# Toggle mobile



## LisaB (Apr 24, 2009)

Just seen this advertised on eBay for a French sim card.

On face value it looks like you can get data for 15p per MB

So does anyone know anything about this because it seems too cheap and too good to be true?.

All you techies out there have a dig and let me know


----------



## bognormike (May 10, 2005)

have you got a link or e-bay number?


----------



## Addie (Aug 5, 2008)

15p per MB is £3.75 per 25MB is £112 per 750MB.

Vodafone UK give 25MB a day for 30 days (750MB) for £10/mth on top of a standard contract.

That's 1.3p a MB.


----------



## barryd (May 9, 2008)

Addie said:


> 15p per MB is £3.75 per 25MB is £112 per 750MB.
> 
> Vodafone UK give 25MB a day for 30 days (750MB) for £10/mth on top of a standard contract.
> 
> That's 1.3p a MB.


And its not restricted to one provider. It will find the best signal from any provider so you nearly always get online.


----------



## blu66 (Dec 21, 2005)

barryd said:


> Addie said:
> 
> 
> > 15p per MB is £3.75 per 25MB is £112 per 750MB.
> ...


Barry, 
do you need a contract or can you get it with payg ?

cheers


----------



## Ian_n_Suzy (Feb 15, 2009)

Addie said:


> 15p per MB is £3.75 per 25MB is £112 per 750MB.
> 
> Vodafone UK give 25MB a day for 30 days (750MB) for £10/mth on top of a standard contract.
> 
> That's 1.3p a MB.


Hi,

Does the Data Traveller Plan allow use in a Dongle or only a Mobile?


----------



## barryd (May 9, 2008)

blu66 said:


> barryd said:
> 
> 
> > Addie said:
> ...


I think you can get it on PAYG at £2 a day. Some more info here http://www.vodafone.co.uk/vodafone-...nd-services/vodafone-data-traveller/index.htm

Mines on contract so like Addie I just opt in and out when Im away.



Ian_n_Suzy said:


> Addie said:
> 
> 
> > 15p per MB is £3.75 per 25MB is £112 per 750MB.
> ...


Debatable. I was told last year that tethering or dongle use was not allowed. Smart phone use only. However just the other day I had a conversation with a Vodafone support technician who told me you could tether to a laptop and they would be none the wiser!

I know some people have done it without a problem but bare in mind 25MB wont last long on a laptop but lasts ages on an iPhone or similar.

I tend to just use the iPhone for most things and when possible the laptop with the wifi antenna from Faculty X.


----------



## Addie (Aug 5, 2008)

Ian_n_Suzy said:


> Addie said:
> 
> 
> > 15p per MB is £3.75 per 25MB is £112 per 750MB.
> ...


You can 'tether' a smart phone (NOT an iPhone) to the laptop and use the data without any additional charge. I'm not sure why would you want to though? 25MB on a laptop will be gone in minutes if not seconds, where as it will last a full day on a phone.

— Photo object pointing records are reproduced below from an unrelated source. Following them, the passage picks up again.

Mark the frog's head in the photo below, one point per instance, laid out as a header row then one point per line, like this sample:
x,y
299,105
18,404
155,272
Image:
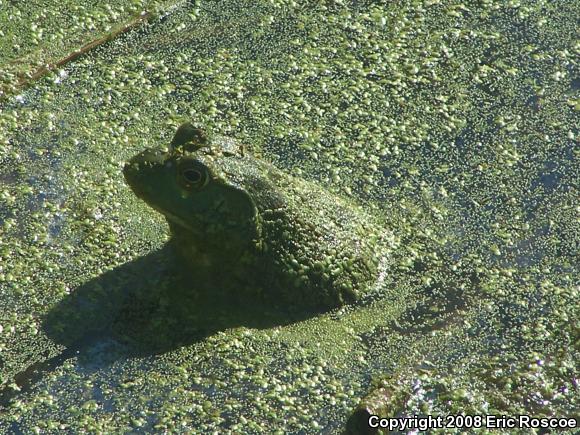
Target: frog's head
x,y
188,185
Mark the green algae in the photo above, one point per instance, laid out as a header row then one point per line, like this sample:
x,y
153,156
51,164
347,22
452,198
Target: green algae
x,y
446,117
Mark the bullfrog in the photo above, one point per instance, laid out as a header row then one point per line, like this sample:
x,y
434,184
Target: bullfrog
x,y
250,232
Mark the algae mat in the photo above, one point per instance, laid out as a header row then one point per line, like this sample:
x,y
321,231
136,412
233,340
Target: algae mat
x,y
456,121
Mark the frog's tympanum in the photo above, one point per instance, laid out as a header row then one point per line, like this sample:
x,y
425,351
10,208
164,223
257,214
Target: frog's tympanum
x,y
251,232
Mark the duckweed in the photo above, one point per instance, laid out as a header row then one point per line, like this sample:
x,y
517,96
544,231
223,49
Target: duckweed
x,y
444,117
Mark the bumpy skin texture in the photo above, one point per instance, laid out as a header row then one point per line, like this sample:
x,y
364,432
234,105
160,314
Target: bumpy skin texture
x,y
245,229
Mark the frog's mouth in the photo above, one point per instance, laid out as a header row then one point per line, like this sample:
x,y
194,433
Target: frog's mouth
x,y
179,221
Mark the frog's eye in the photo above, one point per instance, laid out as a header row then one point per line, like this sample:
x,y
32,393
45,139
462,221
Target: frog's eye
x,y
193,175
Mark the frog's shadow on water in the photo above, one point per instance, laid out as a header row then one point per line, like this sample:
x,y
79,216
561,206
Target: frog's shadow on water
x,y
141,308
144,307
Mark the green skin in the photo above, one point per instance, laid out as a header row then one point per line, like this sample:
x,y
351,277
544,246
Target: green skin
x,y
250,232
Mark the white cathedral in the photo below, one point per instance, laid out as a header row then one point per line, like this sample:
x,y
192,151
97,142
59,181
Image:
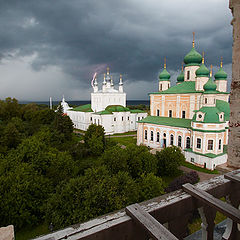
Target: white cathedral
x,y
107,108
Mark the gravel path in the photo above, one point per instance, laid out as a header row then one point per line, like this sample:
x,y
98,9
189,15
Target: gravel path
x,y
203,176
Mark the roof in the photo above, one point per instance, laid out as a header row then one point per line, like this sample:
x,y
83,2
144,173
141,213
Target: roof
x,y
83,108
117,108
224,106
184,87
211,115
104,112
174,122
137,111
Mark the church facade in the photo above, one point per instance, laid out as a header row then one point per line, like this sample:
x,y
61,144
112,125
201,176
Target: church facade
x,y
107,108
193,114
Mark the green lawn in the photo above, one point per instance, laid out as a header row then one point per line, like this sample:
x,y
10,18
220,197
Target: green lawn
x,y
124,140
32,232
189,165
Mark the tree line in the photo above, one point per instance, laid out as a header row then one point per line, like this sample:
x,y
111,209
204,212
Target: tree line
x,y
47,174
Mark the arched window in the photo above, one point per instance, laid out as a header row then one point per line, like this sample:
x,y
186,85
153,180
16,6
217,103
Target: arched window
x,y
171,139
188,143
210,144
219,144
199,143
158,137
145,134
179,141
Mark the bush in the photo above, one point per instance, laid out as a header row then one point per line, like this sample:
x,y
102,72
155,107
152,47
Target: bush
x,y
169,159
191,177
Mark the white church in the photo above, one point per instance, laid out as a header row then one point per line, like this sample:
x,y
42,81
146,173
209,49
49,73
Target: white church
x,y
107,108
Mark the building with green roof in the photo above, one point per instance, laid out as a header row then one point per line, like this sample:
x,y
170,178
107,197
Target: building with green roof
x,y
192,115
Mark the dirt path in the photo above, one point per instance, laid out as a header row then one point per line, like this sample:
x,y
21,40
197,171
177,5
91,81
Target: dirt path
x,y
203,176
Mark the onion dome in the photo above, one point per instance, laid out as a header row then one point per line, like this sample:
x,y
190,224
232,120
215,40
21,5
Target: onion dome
x,y
164,75
193,58
203,71
180,77
220,75
210,85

You can't put the SIM in a dongle.

I only ever did it when I needed to get into my clients reporting interface which I can't do via my phone.

More info here: http://www.europebycamper.com/2011/06/guide-to-vodafone-data-traveller-data_01.html


----------



## Addie (Aug 5, 2008)

blu66 said:


> do you need a contract or can you get it with payg ?
> 
> cheers


On PAYG it costs £2/day rather than £10/month.

You can get it on a 30 day contract though.

If you sign up via Quidco you can get £50/cashback for a £10.50/month 30 day contract sim card so if you only use it for a month or two with the added £10 data traveller bolt on it could work out costing you nothing.


----------



## Ian_n_Suzy (Feb 15, 2009)

Hi,

It's very complicated, but I only need about 10mb a day, but I cannot use it via tethering (my Iphone can tether but not for this application).

I need to use it via a dongle as this is linked to my Netgear Mobile Router.

The best option I have found thus far is the T Mobile Euro Broadband 30 days / 200MB for £40 a month.

Obviously, if I can use data Traveller it would work out cheaper. 

I'm still not sure if the Data Traveller option can be used in a Dongle?


----------



## Addie (Aug 5, 2008)

Ian_n_Suzy said:


> I need to use it via a dongle as this is linked to my Netgear Mobile Router.


You don't 'need to' surely, you can just as easily tether a smart phone to a laptop?


----------



## Ian_n_Suzy (Feb 15, 2009)

Hi,

I need to use it via a dongle as I am not using a computer to connect to it.

It is just an access point for a complete different use. I have an iphone that I can tether my laptop to. BUT, this is not what I need it for.

I have an iPad that I can also use via my iPhone as a personal hotspot, this isn't what I need it for either.

I NEED to use it via my Netgear Mobile router, which unfortunately will only work with Dongles and will not accept a tethered connection.

(I repeat, it is not for connecting a laptop to the internet, or a phone).

I will give it up as a bad job, and go with the 200mb T Mobile Euro option.

Regards


----------



## Addie (Aug 5, 2008)

Ian_n_Suzy said:


> Hi,
> 
> I need to use it via a dongle as I am not using a computer to connect to it.


Not necessarily.

You can tether it to your laptop and then use a program such as Connectify to broadcast a Wifi hotspot using your computers built in (and unused) Wifi card. This will allow a wireless device (whatever it is :roll to connect the same as if it was a hotspot / access point.

I repeat, you do not 'need' a dongle or a router.


----------



## Ian_n_Suzy (Feb 15, 2009)

Hi,

lol,

You won't believe me will you (I don't know why?).

I am NOT trying to connect a laptop or computer to the internet. The Laptop, won't be switched on. NEVER. Not for this purpose. If I want to go online with my laptop I will tether it to my phone.

I know all about setting up personal hotspots etc.

It is not computer related. I am not going into what it is for, my question was simply "CAN THE SIM BE USED IN A DONGLE"?

If so, good, if not, no problem.

But I repeat, I NEED to be able to use a Dongle. 100%, not 99%, 100%.

Cheers 

(my apologies to the OP for the thread drift)


----------



## Addie (Aug 5, 2008)

Ian_n_Suzy said:


> You won't believe me will you (I don't know why?).


If you weren't being so coy about what it is your doing / trying to achieve then people here could help towards a solution :roll: :wink:


----------



## Ian_n_Suzy (Feb 15, 2009)

Addie said:


> Ian_n_Suzy said:
> 
> 
> > You won't believe me will you (I don't know why?).
> ...


Hi, you are making this into something it is not.

I don't need a solution (fwiw: I am an assembly language programmer & systems analyst going back 30+ years) . There is no problem to solve. I was interested if the Data Traveller could be used in a Dongle, nothing more nothing less.

My setup works perfectly, but I could have saved a little on costs using the Data Traveller Package if used abroad is all.

My question was nothing more complicated than "Can the Data Traveller Plan be used via a Dongle"? Yes or No would suffice.

Thanks all the same.


----------